My mom passed away when I was 9 from complications of aplastic anemia and liver cirrhosis. During her time, she was only ever told her aplastic anemia was idiopathic. I was diagnosed with Dyskeratosis Congenita (TERC mutation) at 29, after begging and fighting with the insurance company for genetic testing, because I knew that it couldn’t have been a coincidence that we both had aplastic anemia. This diagnosis was VERY scary, especially because there wasn’t a ton of information out there, and many doctors had not even heard of it. I tried to remain positive and not focus on all of the “what ifs” since this disease process can encompass so much.
After getting sick in 2020, my blood counts never recovered, and I started the on the road of stem cell transplant. I was blessed to receive my first transplant in January 2021, but unfortunately due to many things including viral reactivation shortly after engraftment, I lost my graft. I was absolutely devastated and crushed. I lived in the clinic receiving blood and platelet transfusions weekly, it was exhausting. My unrelated anonymous donor was selfless enough to donate again, and I received my second beautiful gift of peripheral stem cells in April 2021. I had a lot of ups and downs, viral reactivation, sepsis, and now collapsing hips, but I am forever grateful to be alive and spending time with my husband daughter, and the rest of those I love.

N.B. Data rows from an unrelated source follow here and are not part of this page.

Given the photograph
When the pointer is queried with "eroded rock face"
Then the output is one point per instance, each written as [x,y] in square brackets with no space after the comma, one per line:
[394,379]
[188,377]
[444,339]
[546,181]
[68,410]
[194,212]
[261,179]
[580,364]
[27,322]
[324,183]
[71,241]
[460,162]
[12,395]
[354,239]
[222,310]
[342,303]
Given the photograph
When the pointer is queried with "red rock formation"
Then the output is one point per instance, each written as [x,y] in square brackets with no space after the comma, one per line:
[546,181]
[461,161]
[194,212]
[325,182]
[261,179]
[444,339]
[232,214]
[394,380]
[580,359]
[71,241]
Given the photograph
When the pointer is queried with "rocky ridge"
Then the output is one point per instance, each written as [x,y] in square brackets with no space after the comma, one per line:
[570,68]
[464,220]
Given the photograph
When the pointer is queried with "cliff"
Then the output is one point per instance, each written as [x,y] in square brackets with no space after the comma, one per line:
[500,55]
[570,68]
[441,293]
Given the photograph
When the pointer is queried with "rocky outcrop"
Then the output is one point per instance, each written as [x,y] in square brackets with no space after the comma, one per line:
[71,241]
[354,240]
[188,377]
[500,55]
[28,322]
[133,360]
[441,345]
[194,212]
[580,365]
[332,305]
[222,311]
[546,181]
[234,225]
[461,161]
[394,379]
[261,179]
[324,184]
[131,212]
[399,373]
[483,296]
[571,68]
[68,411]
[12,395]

Sometimes I worry about what may happen next, but I try to focus my life on gratitude and finding joy in the small things. My mantra through it all has been solely to “persevere”. We are strong individuals, and as a community within Team Telomere we are even stronger. My hope is that this organization will continue to provide support both physical and emotional for those suffering, and that through their fundraising efforts more treatment options and a cure may arise in my lifetime!